Following the introduction of SVM into marketing literature, researchers have also evaluated its performance compared to existing methods in the estimation of the relative purchase likelihood (Martens et al. 2016), the development of a task recommendation system (Mo et al. 2018), or the automatic classification of unstructured text (Hartmann et al. 2019). Other researchers use SVMs to examine the robustness of their analysis (e.g. Geva et al. 2017, Fang et al. 2013).

However, the majority of marketing research that addresses SVMs applies the ML method as a part of their approach. A canvassing of the body of literature suggests that until now, SVMs are often used to classify text (e.g. Abbasi et al. 2018, Pant and Srinivasan 2013, Homburg et al. 2015). Many recent studies document that SVM classifiers have also found their way into the Word-of-Mouth (WOM) literature (e.g. Luo et al. 2017, Hennig-Thurau et al. 2015, Marchand et al. 2017). Similarly, research addressing user-generated content (UGC) has drawn on the ML approach for classification (e.g. Archak et al. 2011, Tirunillai and Tellis 2012, Ghose et al. 2012, Lu et al. 2013). Finally, a few marketing researchers have also combined SVMs with sophisticated methods such as neural profiling (Chan et al. 2018), video-based automated recommender systems (Lu et al. 2016), or adaptive decompositional preference elicitation (Huang and Luo 2016).


Summarizing, machine learning is a subfield of arficial intelligence that involves computers’ capability of learning and generating insights from data without an explicit cue what to look for. Supervised machine learning methods train using a labeled data set and require human guidance, whereas unsupervised ML methods do not, finding previously unknown structures in a data set on their own. Classification is a systematic two-stage approach that assigns items to a finite number of classes. Supervised machine learning methods such as neural networks, decision trees, and SVMs are applied to facilitate classification tasks and increase flexibility. When using neural networks, the class of an input is determined according to the weight of the synapses and the activations between the nodes. Decision trees are easily interpreted, which is why most people have likely been confronted by one at some point. This classifier uses a sequence of binary decisions to arrive at the predicted class of an item. Finally, SVMs are valuable for their capability of handling high-dimensional data. The idea is to find the hyperplane that maximizes the margin between two classes.

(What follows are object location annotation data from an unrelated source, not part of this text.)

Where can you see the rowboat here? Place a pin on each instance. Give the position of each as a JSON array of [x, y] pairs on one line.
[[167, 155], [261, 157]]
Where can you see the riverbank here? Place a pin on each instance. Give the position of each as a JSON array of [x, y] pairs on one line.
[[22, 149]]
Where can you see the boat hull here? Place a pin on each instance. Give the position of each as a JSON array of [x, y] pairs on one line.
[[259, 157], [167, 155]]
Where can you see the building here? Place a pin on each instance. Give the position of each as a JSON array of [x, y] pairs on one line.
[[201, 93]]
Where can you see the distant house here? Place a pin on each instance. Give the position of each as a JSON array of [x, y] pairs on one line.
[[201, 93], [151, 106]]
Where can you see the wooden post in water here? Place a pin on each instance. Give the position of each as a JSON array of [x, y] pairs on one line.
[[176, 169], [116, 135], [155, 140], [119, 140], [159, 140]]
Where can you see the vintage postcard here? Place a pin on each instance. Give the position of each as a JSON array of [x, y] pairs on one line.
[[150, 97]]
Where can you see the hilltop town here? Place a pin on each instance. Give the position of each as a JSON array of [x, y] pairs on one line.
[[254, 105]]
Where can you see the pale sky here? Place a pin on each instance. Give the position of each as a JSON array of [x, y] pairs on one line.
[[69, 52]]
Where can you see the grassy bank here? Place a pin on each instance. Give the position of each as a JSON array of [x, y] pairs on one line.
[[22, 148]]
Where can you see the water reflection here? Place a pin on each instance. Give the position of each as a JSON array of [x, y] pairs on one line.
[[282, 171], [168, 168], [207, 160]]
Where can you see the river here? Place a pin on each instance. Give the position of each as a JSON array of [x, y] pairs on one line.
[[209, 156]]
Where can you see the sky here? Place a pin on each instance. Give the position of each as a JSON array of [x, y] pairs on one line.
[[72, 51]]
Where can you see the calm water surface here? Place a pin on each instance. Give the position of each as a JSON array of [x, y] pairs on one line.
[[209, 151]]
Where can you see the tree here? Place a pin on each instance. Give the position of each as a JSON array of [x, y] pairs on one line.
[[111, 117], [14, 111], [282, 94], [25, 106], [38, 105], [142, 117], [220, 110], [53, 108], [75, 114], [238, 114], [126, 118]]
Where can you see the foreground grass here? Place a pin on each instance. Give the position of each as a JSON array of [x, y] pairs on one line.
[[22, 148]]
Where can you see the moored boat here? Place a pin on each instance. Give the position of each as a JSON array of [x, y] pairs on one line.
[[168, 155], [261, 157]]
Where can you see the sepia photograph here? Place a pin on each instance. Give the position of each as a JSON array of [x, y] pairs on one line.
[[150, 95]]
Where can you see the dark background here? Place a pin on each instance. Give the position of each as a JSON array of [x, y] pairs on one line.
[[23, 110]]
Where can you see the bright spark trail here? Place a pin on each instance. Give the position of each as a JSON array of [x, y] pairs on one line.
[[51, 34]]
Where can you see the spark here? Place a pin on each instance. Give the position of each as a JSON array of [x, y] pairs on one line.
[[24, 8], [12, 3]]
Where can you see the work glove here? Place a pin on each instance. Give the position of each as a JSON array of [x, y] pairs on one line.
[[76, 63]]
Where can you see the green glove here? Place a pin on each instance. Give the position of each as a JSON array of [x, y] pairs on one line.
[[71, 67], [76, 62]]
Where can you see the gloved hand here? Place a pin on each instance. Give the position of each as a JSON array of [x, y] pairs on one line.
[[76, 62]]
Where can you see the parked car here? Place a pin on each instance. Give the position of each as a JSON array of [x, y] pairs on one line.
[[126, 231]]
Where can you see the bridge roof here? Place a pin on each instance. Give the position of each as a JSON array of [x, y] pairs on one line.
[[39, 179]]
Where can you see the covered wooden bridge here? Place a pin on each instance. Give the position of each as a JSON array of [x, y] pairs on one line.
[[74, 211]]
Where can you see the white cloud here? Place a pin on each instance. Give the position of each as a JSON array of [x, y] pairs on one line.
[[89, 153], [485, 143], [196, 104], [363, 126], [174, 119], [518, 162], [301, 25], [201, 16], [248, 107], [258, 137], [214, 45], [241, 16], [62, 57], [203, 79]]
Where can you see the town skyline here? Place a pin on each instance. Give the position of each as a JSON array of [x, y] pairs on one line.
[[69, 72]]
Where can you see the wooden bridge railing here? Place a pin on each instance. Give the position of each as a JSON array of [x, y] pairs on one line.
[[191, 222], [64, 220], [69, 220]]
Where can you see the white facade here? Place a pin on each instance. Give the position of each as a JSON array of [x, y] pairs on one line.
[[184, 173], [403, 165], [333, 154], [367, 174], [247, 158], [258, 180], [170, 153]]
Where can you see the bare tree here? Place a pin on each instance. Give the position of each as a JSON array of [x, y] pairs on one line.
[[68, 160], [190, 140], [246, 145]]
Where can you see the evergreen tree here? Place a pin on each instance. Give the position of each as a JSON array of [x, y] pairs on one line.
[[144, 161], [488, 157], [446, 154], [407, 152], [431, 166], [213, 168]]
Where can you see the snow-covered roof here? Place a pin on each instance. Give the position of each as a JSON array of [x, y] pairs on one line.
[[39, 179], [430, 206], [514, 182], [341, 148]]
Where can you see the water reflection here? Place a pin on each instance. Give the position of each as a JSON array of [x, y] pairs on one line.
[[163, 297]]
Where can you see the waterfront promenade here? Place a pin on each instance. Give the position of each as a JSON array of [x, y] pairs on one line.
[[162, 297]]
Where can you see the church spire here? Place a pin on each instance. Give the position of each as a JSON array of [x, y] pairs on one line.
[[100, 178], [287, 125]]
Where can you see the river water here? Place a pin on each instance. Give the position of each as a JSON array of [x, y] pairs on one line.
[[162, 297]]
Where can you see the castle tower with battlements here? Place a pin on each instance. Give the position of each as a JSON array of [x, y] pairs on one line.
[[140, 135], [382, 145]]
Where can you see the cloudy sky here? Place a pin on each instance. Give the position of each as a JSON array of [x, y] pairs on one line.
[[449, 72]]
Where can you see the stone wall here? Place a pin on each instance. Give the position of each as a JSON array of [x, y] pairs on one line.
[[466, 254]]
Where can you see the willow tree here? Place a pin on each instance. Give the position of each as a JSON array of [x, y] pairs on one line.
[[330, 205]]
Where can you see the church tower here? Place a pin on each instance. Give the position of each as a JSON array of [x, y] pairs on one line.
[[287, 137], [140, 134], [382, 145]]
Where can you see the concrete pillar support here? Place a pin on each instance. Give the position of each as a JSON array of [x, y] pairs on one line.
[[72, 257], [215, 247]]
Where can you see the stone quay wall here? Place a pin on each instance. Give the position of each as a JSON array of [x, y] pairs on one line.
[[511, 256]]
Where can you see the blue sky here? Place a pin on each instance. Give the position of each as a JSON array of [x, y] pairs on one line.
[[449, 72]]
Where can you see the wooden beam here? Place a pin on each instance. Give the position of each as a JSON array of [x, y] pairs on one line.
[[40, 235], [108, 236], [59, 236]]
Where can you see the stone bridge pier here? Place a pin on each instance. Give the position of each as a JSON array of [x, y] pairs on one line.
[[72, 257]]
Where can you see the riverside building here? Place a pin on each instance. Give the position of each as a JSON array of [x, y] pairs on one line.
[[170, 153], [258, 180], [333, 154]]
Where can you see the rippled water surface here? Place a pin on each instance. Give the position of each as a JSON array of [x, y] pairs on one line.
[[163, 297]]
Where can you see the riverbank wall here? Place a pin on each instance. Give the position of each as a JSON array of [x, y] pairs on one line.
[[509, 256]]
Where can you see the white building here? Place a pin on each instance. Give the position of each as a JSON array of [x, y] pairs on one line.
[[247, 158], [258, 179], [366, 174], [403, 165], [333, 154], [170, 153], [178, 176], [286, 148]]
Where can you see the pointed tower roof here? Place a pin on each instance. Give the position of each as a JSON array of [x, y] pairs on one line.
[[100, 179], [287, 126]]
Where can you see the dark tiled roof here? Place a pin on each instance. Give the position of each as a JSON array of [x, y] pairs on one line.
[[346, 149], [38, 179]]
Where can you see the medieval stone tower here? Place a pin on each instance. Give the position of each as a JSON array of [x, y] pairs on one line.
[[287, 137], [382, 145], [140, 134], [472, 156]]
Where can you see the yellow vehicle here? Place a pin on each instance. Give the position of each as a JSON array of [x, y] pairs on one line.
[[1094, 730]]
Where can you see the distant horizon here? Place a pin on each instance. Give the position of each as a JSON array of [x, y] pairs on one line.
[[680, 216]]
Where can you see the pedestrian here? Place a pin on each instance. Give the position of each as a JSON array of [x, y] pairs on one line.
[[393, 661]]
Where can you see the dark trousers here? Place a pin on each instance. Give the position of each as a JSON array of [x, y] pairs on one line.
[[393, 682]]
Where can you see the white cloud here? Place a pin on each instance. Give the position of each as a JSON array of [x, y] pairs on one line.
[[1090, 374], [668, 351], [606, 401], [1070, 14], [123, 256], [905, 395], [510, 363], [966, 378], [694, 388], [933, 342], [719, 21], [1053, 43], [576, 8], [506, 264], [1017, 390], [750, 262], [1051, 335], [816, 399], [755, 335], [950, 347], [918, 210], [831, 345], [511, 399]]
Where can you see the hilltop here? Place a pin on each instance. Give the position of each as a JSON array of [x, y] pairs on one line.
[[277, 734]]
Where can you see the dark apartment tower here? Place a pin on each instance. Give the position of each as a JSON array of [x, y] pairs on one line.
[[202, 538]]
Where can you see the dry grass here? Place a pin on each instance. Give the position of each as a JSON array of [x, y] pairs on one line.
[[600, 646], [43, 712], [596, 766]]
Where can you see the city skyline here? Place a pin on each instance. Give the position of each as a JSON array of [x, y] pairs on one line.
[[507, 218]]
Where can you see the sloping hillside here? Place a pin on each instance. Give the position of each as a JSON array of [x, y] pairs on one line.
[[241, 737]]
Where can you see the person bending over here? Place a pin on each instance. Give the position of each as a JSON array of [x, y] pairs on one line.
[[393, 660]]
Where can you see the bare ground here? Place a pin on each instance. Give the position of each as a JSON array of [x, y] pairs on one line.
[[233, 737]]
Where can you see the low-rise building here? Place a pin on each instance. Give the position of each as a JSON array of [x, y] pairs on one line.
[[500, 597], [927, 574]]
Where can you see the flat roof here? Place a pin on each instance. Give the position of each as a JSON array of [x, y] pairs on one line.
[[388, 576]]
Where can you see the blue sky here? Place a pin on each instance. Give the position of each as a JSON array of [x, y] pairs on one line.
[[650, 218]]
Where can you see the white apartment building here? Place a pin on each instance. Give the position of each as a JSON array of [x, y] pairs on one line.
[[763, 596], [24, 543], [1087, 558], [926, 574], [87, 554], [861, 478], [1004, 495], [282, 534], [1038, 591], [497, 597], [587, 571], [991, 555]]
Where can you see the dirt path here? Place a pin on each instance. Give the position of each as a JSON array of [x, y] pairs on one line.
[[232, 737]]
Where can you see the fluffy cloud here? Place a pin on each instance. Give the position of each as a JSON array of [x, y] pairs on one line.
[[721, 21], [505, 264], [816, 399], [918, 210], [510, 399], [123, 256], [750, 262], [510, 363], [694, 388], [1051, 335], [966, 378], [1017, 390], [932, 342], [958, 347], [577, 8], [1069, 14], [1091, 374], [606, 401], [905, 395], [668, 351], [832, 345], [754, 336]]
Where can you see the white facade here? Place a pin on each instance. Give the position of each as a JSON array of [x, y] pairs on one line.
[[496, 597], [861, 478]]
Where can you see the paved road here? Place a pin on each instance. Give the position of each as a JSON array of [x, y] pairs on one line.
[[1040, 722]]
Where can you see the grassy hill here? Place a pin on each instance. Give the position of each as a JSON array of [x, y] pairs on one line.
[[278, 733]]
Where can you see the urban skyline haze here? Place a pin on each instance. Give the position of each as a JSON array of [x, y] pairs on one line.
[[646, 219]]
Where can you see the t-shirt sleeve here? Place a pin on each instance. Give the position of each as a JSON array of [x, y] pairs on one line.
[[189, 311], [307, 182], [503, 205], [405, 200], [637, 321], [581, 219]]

The value of SVMs lies in their ability to classify high-dimensional data and this capability is promising for marketing purposes. More specifically, highly unstructured data such as videos or images are nonnumeric, multifaceted and characterized by concurrent representation (Balducci and Marinova 2018). For example, Matz et al. (2017) use previous findings suggesting that Facebook data can provide accurate predictions of psychodemographic profiles (Kosinski et al. 2013) to show the effectiveness of psychological targeting through persuasive communication. The volume, velocity, and variety of big data seems an ideal target for a SVM to tackle and generate valuable insights from. Imagine using social media chatter to pick up on desirable features for products or analyzing posted pictures to predict trends. In general, the possibilities seem endless, especially when accounting for the ability of computers to find unspecified patterns in the data.

However, as mentioned in the beginning, the potential of big data for marketing practitioners and researchers alike remains widely unexploited. For one, most machine learning classification methods do not offer a straightforward interpretation. In both business practice and research, not being able to explain how exactly you arrive at your findings can prevent acceptance. Moreover, the correct use of a SVM also requires sufficient skill and understanding. Parameters have to be chosen, code has to be written, and output has to be interpreted correctly, suggesting interdisciplinary teams might be necessary to enhance the insight gained through machine learning methods. But, the promising potential of these methods makes us curious to see what the future holds.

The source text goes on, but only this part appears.